From the [documentation](http://pandas.pydata.org/pandas-docs/stable/generated/pandas.DataFrame.mode.html): Gets the mode(s) of each element along the columns.  Empty if nothing has 2+ occurrences. Adds a row for each mode per label, fills in gaps with nan.  Note that there could be multiple values returned in the columns (when more than one value share the maximum frequency), which is the reason why a dataframe is returned.  

In [None]:
df.Address[df.Address == '1 Mono St # B, San Francisco, CA']

In [None]:
df.Address[df.Address == '829 Folsom St UNIT 906, San Francisco, CA']

In [None]:
len(df[df.DateOfSale == '11/20/15'])

In [None]:
(df.DateOfSale == '11/20/15').sum()

In [None]:
bed_counts = df.BedCount.dropna().unique()

In [None]:
bed_counts

In [None]:
for bed_count in np.sort(bed_counts):
    home_count = (df.BedCount == bed_count).sum()
    print '{} homes have {} bedrooms'.format(home_count, bed_count)

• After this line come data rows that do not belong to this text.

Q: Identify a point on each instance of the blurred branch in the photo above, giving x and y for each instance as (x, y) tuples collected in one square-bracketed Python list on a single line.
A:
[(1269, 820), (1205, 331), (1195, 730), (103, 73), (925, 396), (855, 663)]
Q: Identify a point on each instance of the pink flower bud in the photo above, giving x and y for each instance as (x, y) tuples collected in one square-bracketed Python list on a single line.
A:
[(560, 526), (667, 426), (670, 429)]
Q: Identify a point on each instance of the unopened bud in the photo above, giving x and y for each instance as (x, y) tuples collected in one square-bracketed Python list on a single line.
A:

Note: That's the same information we got from the histogram above.

In [None]:
df.BedCount.isnull().sum()

Careful on checking for `nan` values:

In [None]:
(df.BedCount == np.nan).sum()

## Part F
- `.corr()`
- Heatmaps
- Scatter plots
- Scatter matrices

In [None]:
df.corr()

### Heatmaps

In [None]:
plt.matshow(df.corr())

In [None]:
corr = df.corr()

figure = plt.figure()
subplot = figure.add_subplot(1, 1, 1)
figure.colorbar(subplot.matshow(df.corr()))
subplot.set_xticklabels(corr.columns, rotation = 90)
subplot.set_yticklabels(corr.columns)
plt.show()

### Scatter plots

In [None]:
df[ ['BedCount', 'BathCount'] ].plot(kind = 'scatter', x = 'BedCount', y = 'BathCount', s = 100, figsize = (8, 8))

### Scatter matrices

In [None]:
pd.tools.plotting.scatter_matrix(df[ ['BedCount', 'BathCount'] ], diagonal = 'kde', s = 500, figsize = (8, 8))

In [None]:
pd.tools.plotting.scatter_matrix(df[ ['SalePrice', 'Size'] ], s = 200, figsize = (8, 8))